The obvious reason is Tencent’s clout in the Chinese business landscape. Now, as the fifth largest shareholder in Tesla Motors, Tencent is in a much better position to advise Musk of the best way to increase its gains in China.
Tesla’s start in China was not exemplary. It would have been a good story if Tesla had seen positive results from day one, but it was more a case of running aground and restarting than hitting the ground running. After struggling with sales in the PRC and a subsequent tripling of the market to $1 billion, China still contributes less than a quarter of what the US does to Tesla’s top line.
For the Chinese tech giant, Tesla is merely one of its many investments in forward-looking segments within the automobile industry. For example, Tencent invested almost $7.3 billion in Chinese car-hailing company Didi Chuxing between December 2014 and June 2016. It has also invested significantly in NAV and HERE, both mapmaking companies that cater to the automobile industry. It has a $150 million investment in Lyft as well, in an investment round that also saw Alibaba and Didi Chuxing (at the time, Didi Kuaidi) join the fray.
For Tesla, however, it is a significant partnership because Tencent has enough government backing in China to tip things in Tesla’s favor. Together with Alibaba and Baidu, Tencent forms a cartel of conglomerates that control several aspects of China’s technology landscape across multiple industries: e-commerce, social media, gaming, digital payments, artificial intelligence, cloud computing and many others.
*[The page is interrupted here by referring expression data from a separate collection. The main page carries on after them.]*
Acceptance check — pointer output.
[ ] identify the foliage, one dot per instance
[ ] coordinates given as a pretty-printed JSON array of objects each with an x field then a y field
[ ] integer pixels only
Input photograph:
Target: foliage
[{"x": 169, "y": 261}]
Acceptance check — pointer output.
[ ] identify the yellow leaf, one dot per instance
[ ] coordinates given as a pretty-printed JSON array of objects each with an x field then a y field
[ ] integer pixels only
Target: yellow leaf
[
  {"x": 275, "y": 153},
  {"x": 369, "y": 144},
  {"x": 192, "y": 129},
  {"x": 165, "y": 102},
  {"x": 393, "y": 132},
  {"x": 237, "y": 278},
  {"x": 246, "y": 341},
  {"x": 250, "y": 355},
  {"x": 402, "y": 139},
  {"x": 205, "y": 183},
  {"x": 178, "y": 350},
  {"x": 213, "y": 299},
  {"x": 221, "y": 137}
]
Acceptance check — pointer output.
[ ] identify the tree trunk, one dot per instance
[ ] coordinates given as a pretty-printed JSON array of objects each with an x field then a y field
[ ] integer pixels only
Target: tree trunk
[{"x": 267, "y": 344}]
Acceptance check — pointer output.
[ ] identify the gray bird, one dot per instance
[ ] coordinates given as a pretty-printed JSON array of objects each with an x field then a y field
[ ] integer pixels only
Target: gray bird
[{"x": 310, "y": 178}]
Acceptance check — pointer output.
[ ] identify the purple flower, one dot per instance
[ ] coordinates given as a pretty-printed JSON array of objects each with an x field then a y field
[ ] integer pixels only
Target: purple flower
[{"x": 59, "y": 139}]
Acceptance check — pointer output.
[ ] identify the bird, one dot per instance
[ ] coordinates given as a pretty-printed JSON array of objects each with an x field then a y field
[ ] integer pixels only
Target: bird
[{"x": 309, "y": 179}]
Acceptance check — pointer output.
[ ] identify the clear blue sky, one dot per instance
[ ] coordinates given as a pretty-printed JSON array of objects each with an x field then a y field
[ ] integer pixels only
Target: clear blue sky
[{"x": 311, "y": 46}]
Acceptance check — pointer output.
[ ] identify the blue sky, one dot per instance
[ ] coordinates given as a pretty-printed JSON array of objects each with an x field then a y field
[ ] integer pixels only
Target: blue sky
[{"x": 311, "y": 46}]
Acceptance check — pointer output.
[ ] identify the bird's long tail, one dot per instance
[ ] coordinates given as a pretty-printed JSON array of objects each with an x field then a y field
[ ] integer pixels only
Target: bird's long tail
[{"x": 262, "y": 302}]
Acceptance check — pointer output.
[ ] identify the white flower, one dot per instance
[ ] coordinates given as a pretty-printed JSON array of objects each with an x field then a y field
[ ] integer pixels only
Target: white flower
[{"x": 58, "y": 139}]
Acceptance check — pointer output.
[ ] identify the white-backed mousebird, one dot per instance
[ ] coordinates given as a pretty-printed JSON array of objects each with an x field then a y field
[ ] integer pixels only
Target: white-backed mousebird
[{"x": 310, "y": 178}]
Moreover, China has been very aggressive on EVs and battery development, which allowed them to overtake the United States in terms of total EV sales in 2015.
The Chinese government is now tracking a 10x increase in EV sales in the next decade or so. To that end, they’re offering as much as 60 percent of the cost in subsidies when you buy an electric vehicle.
All that points to the undeniable fact that Tesla needed a Chinese partner to make it work. Demand for the Model 3 is very strong in China – second only to the United States, if you go by initial reservations – but the domestic taxation element makes sustainable sales growth impractical at best.
And that’s why Tencent being a shareholder in the company – albeit a passive one – is an extremely positive development. Not only for Tesla as a company as it invests heavily to bring out the Model 3, but China as a market and EVs as an industry.